Les dio la espalda para atender la llamada. La E 4 avanzaba ahora entre campos de cultivo abonados con los gases contaminantes de los coches y decorados con algún que otro tractor que luchaba valeroso contra los nuevos tiempos. Era un claro día de finales de verano, aunque recorrido por difusos estremecimientos que presagiaban el otoño. «El verano se ha acabado», pensó Hjelm fatídico, y acto seguido su voz interior añadió con un temblor patético: «El otoño se ha apoderado de Suecia».

A lo lejos, más allá de los campos, se alzaba un complejo urbanístico sumamente deforme.

– La ciudad de Arlanda, ¿no? -gritó Kerstin Holm.

– Inconfundible -replicó Arto Söderstedt.

– Nos quedan unos cinco minutos para llegar -comentó Gunnar Nyberg.

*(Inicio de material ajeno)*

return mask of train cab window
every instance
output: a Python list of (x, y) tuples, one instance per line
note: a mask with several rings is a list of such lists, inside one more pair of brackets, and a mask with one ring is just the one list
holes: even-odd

-But why? [2] -vociferó Hultin de repente. Se quedó callado un momento, escuchando, y luego colgó.

– No -dijo-. No han conseguido averiguar el nombre. Parece ser que el asesino, haciéndose pasar por la víctima, canceló su billete, y que poco después reservó una plaza en el mismo vuelo con otro nombre, falso por supuesto. Aun así, necesitamos ese nombre. No entiendo por qué coño tardan tanto en averiguarlo si saben que es la última reserva. Así que de momento sigue vigente el plan A.

El helicóptero se desvió de la E 4, entrando por encima de los bosques en las inmediaciones del aeropuerto. Llegó a Arlanda International veinticuatro minutos antes que el vuelo SK 904 procedente de Nueva York; y cinco minutos más tarde todos los integrantes del Grupo A estaban en sus puestos.

Chávez se abrió camino entre la muchedumbre de futuros y antiguos turistas del vestíbulo principal, aún no demasiado intimidatoria, y se sentó en un banco al lado de una máquina de Coca-Cola desde donde disfrutaba de una vista completa de su área de vigilancia. Activó su mirada de halcón. Como siempre, su nivel de motivación se hallaba un poco por encima del punto máximo.

Medio minuto más tarde llegó Gunnar Nyberg, algo más tocado por el viaje en helicóptero. Se sentó a una mesa de la cafetería, con el rostro empapado en sudor frío y caliente y la mirada dirigiéndose alternativamente a Chávez y a la salida de las aduanas. En manifiesta necesidad de una inyección de energía, pidió una bebida isotónica de una marca que conocía de sus tiempos como culturista. Se la tomó de un trago. Acto seguido le quedó claro que esa bebida en la actualidad se preparaba con líquidos exprimidos de vieja ropa deportiva recogida en todos los gimnasios del mundo, y aunque consiguió hidratar el organismo, también de paso alimentó el mareo.

Mientras tanto, un quinteto fácil de identificar se dirigió a las aduanas. Hultin intercambió unas palabras con los aduaneros, manifiestamente nerviosos, antes de unirse a los otros cuatro en la sala de llegadas. Se colocó al final de una cola que serpenteaba delante de una ventanilla de cambio de divisas, desde donde tenía una buena panorámica de todo el recinto. El resto del grupo se encaminó hacia el control de pasaportes, hasta que Hjelm se separó de los demás para acercarse a la zona de recogida de equipajes, donde se quedó mirando embobado una cinta de maletas vacía. Pocas veces se ha visto a un policía parecer tanto un policía, y cuanto más se esforzaba en pasar desapercibido más se le notaba. Cuando ya sentía cómo la luz de la sirena giraba encima de su cabeza dejó de intentarlo, y así logró disimular mejor. Se sentó en un banco y se puso a ojear un folleto cuyo contenido siempre sería una incógnita para él.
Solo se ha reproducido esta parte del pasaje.